Theatre critic Robert Hofler’s critique of Lincoln Center’s Winter 2014 issue’s lack of mention of playwright Moss Hart’s supposed homosexuality or bisexuality can be read in The Advocate.com’s “Op-Ed: Moss Hart and Posthumous Closeting.” Hart’s only book, a memoir Act One, written in 1959, and revived at Lincoln Center now, does not delve into the theatre director and playwright’s sex life nor does the Lincoln Center booklet.
Was He or Wasn’t He?
Apparently those in the entertainment business speculated that Hart was gay. (His writing partner George S. Kaufman was not). Hart may have been gay. His children, Christine and Christopher, whose mother was the singer and television star Kitty Carlisle Hart, said their father suffered from bouts of depression. It is said that Kitty asked her husband, amid rumors, if he were homosexual and he denied it. However, after Steven Bach’s biography of Hart was published, forty years after Hart’s death, Kitty, fearing reporters, kept Moss’s archives and secrets under lock and key.

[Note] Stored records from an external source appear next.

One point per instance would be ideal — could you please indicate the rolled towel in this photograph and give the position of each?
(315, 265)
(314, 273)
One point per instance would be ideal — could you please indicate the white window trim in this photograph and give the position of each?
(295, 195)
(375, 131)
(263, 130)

Only His Shrink Knew For Sure?
It is also said that Hart frequently visited a notable psychiatrist famous for treating homosexuals such as Tennessee Wiliiams. Although you could slant these facts to make a case for Hart’s gay orientation, I take exception for Hofler’s rationale for finding within the book and play the clues that he perceives to be conclusive to Hart’s sexual identity.

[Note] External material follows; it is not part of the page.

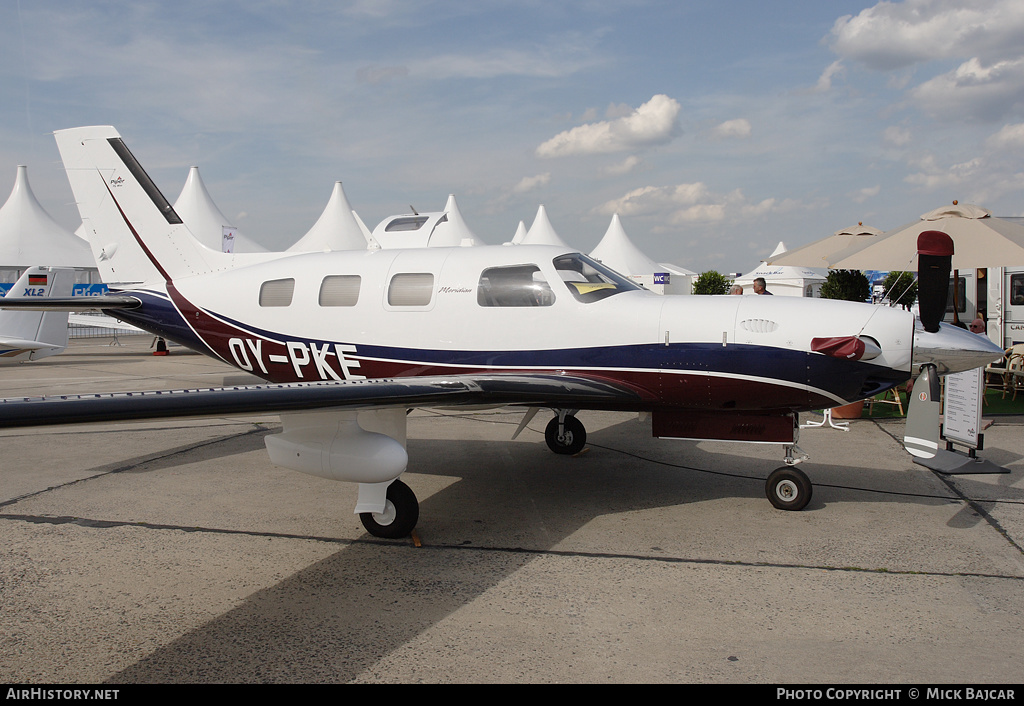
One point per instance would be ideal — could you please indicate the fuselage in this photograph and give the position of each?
(354, 315)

Hofler’s Trial Proofs Don’t Conclude
To me, Hofler’s reasoning smacks of gay stereotypes. I sat through the play and did not come away with any conclusions about Hart’s sexual orientation, nor did I care. Hofler, author of The Man Who Invented Rock Hudson, writes in The Advocate.com that there are three obvious clues: Hart’s love of the theatre, his disinterest in girls and his non-athletic nature.
· Hart loved the theatre. So what? I know gay men who don’t go to the theatre. Living in the Bronx, poor, with boarders who pay rent, a drunken British father, a drudge of a Mother, the only role model he liked in the house was his Aunt Katherine who was a theatre devotee. No wonder he wanted to be transported by the theatre to another time and place.

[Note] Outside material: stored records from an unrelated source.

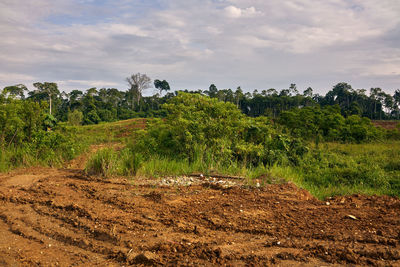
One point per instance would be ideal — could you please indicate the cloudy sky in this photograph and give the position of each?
(255, 44)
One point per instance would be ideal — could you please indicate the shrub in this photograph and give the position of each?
(103, 162)
(75, 117)
(200, 128)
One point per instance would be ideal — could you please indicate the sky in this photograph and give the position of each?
(255, 44)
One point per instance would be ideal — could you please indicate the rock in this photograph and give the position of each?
(351, 217)
(146, 258)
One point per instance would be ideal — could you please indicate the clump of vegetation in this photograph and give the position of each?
(203, 129)
(328, 124)
(28, 135)
(103, 162)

· Hart was not athletic. He described himself in the book as “the non-athletic boy, the youngster who liked to read.” He also had friends who were athletic in the play. You don’t have to be athletic not to be gay. Think Michael Sams.
· Hart was not interested in girls even though he was in his twenties. He also was dirt poor and would not have had the money to date. He was expected to work and had to drop out of school where he would have met girls. He had a single-minded vision to succeed in show business.
· Times were different then. One week after Hofler’s article came out, Cameron Diaz announced she had “slept with a woman.” For Hart to come out in the 1930’s when he was riding the crest of popularity with Kaufman for “The Man Who Came to Dinner” and “You Can’t Take It With You,” would have been foolish. He would have been blacklisted even before the McCarthy era.
Bisexual, asexual, homosexual. Who cares? In any case, what we do know is that Hart was an ambitious protege whose play Act One still draws crowds that included me.